Oh, and yes, VLAN 1 is meant to have a 192.168.8.0/22 range rather than /24. I know it looks odd but it's meant to be that way, and again, the problem still occurs if it's a /24 range.
Here's the routing table, which to me looks as expected:
Code:
IP Route Entries
Destination Gateway VLAN Type Sub-Type Metric Dist.

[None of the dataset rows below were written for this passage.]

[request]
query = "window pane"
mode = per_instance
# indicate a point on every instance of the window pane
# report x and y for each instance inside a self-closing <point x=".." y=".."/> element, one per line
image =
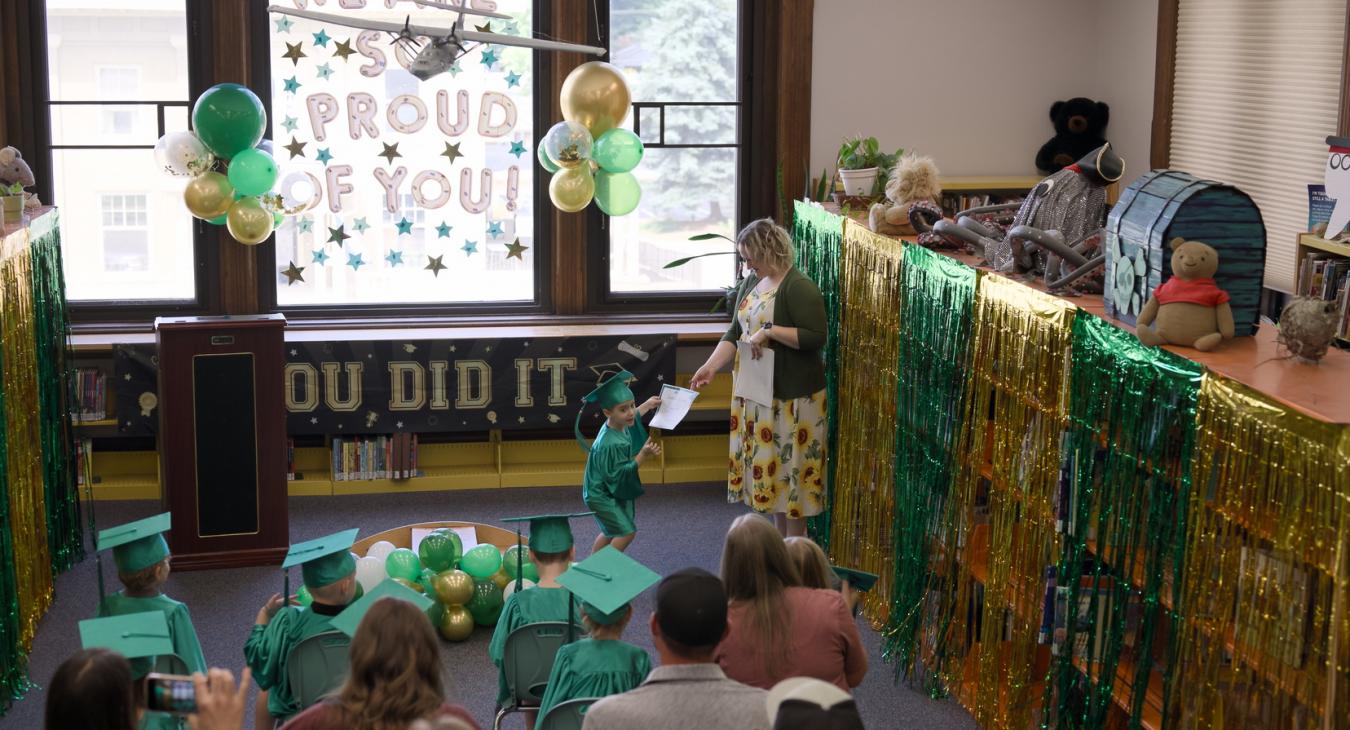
<point x="416" y="226"/>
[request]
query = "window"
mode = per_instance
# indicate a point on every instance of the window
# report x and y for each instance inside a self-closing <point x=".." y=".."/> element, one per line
<point x="398" y="169"/>
<point x="126" y="232"/>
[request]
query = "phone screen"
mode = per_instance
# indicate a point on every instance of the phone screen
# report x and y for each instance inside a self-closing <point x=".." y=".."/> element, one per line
<point x="170" y="694"/>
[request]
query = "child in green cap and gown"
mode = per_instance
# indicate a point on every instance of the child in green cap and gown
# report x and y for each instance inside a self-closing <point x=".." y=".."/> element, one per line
<point x="602" y="664"/>
<point x="330" y="572"/>
<point x="610" y="482"/>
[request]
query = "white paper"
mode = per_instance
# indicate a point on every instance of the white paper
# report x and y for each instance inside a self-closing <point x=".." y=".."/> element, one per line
<point x="675" y="404"/>
<point x="753" y="379"/>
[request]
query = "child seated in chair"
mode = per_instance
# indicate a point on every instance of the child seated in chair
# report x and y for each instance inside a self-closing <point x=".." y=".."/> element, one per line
<point x="602" y="664"/>
<point x="330" y="572"/>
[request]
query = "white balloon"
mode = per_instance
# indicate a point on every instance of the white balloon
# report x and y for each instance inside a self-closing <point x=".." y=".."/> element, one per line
<point x="181" y="154"/>
<point x="370" y="572"/>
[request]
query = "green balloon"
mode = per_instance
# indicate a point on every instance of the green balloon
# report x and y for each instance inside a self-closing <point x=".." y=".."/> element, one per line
<point x="228" y="119"/>
<point x="253" y="172"/>
<point x="402" y="563"/>
<point x="617" y="151"/>
<point x="617" y="193"/>
<point x="481" y="562"/>
<point x="438" y="552"/>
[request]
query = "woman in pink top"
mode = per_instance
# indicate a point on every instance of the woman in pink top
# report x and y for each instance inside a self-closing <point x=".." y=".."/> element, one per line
<point x="775" y="628"/>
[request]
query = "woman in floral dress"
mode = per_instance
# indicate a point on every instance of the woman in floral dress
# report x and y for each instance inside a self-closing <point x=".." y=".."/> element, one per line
<point x="778" y="448"/>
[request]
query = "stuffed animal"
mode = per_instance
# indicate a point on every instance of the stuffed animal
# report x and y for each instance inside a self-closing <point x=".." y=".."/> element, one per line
<point x="1079" y="126"/>
<point x="1188" y="309"/>
<point x="914" y="178"/>
<point x="14" y="169"/>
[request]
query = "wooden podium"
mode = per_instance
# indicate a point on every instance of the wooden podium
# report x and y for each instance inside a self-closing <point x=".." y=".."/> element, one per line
<point x="223" y="439"/>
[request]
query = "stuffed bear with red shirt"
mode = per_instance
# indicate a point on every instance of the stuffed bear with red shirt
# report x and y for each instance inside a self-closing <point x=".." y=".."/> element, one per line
<point x="1188" y="309"/>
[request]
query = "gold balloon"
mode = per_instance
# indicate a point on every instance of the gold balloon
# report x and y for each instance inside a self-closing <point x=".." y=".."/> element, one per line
<point x="208" y="196"/>
<point x="571" y="189"/>
<point x="456" y="624"/>
<point x="454" y="587"/>
<point x="596" y="96"/>
<point x="249" y="221"/>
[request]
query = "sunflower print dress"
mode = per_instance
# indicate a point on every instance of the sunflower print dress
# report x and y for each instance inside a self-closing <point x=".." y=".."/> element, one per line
<point x="776" y="451"/>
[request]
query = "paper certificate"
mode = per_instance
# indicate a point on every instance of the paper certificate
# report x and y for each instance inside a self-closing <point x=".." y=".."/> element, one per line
<point x="675" y="404"/>
<point x="753" y="379"/>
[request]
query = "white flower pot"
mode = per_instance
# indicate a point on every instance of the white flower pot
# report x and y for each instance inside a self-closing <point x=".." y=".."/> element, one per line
<point x="859" y="182"/>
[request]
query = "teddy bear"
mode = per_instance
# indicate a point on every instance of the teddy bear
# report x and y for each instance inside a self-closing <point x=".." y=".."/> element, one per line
<point x="1079" y="126"/>
<point x="1188" y="309"/>
<point x="913" y="180"/>
<point x="14" y="169"/>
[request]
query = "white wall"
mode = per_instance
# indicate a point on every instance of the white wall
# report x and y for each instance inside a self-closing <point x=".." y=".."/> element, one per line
<point x="971" y="81"/>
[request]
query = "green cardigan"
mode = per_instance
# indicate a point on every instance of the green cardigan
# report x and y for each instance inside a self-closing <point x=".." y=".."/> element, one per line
<point x="797" y="373"/>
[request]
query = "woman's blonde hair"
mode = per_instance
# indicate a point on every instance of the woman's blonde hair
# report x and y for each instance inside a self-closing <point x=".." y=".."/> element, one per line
<point x="756" y="571"/>
<point x="394" y="676"/>
<point x="768" y="242"/>
<point x="812" y="564"/>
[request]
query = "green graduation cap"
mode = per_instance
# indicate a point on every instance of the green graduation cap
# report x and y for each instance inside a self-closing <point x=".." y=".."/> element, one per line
<point x="137" y="545"/>
<point x="350" y="618"/>
<point x="132" y="636"/>
<point x="606" y="582"/>
<point x="608" y="394"/>
<point x="323" y="560"/>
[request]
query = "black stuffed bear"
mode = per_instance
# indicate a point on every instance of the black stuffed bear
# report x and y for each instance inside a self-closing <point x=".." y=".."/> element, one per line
<point x="1077" y="130"/>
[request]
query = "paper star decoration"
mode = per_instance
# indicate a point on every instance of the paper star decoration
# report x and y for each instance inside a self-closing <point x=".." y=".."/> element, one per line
<point x="435" y="266"/>
<point x="293" y="53"/>
<point x="293" y="274"/>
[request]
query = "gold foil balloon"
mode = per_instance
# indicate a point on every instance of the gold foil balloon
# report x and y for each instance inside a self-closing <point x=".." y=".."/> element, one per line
<point x="454" y="588"/>
<point x="456" y="624"/>
<point x="249" y="221"/>
<point x="208" y="196"/>
<point x="596" y="95"/>
<point x="571" y="189"/>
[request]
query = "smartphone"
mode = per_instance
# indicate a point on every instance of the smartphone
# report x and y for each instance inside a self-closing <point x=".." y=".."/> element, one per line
<point x="170" y="694"/>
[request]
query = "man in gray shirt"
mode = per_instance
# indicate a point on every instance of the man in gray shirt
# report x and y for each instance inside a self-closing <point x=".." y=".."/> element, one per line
<point x="689" y="690"/>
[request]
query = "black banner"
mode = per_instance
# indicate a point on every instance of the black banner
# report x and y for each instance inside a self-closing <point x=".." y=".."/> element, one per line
<point x="419" y="386"/>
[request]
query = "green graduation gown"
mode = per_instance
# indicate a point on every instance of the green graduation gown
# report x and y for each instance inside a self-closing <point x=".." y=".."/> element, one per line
<point x="528" y="606"/>
<point x="594" y="668"/>
<point x="610" y="482"/>
<point x="267" y="648"/>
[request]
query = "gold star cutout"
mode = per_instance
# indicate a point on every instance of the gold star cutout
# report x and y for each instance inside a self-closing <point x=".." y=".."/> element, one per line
<point x="296" y="149"/>
<point x="293" y="274"/>
<point x="435" y="266"/>
<point x="293" y="53"/>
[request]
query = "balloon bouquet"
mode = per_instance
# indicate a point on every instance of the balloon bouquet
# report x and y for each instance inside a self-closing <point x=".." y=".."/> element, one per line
<point x="587" y="154"/>
<point x="228" y="122"/>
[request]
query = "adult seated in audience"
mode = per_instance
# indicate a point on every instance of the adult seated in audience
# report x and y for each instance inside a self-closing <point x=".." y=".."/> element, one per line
<point x="394" y="676"/>
<point x="778" y="629"/>
<point x="687" y="690"/>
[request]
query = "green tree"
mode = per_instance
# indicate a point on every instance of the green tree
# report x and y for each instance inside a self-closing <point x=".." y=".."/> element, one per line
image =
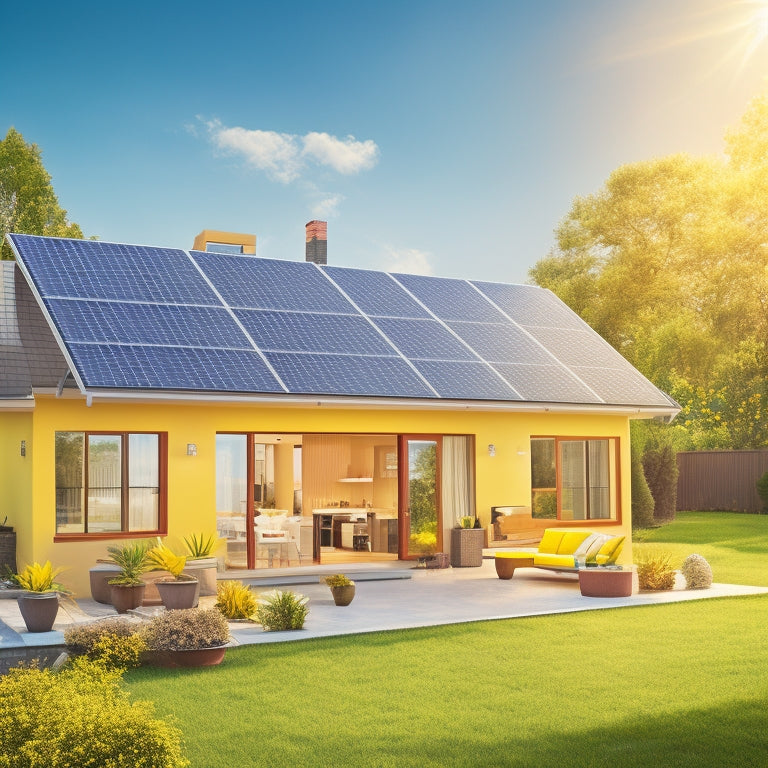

------------------ --------------- ---- --------- ---------- ---------- -----
0.0.0.0/0 192.168.7.1 7 static 1 1
127.0.0.0/8 reject static 0 250
127.0.0.1/32 lo0 connected 0 0
192.168.2.0/24 Networking 2 connected 0 0
192.168.3.0/24 Servers 3 connected 0 0
192.168.4.0/24 Printers 4 connected 0 0
192.168.6.0/24 IT Support 6 connected 0 0
192.168.7.0/24 Perimeter 7 connected 0 0
192.168.8.0/22 DEFAULT_VLAN 1 connected 0 0
192.168.100.0/24 NM 100 connected 0 0
CPU and memory usage seems fine: typically more than 50% free memory, and CPU fluctuates between 2-40%, but not seen it go higher.
I'm about a day away from calling in a consultant at this point, which will make me extremely grumpy. If anyone here can give me a clue, it would be very very welcome.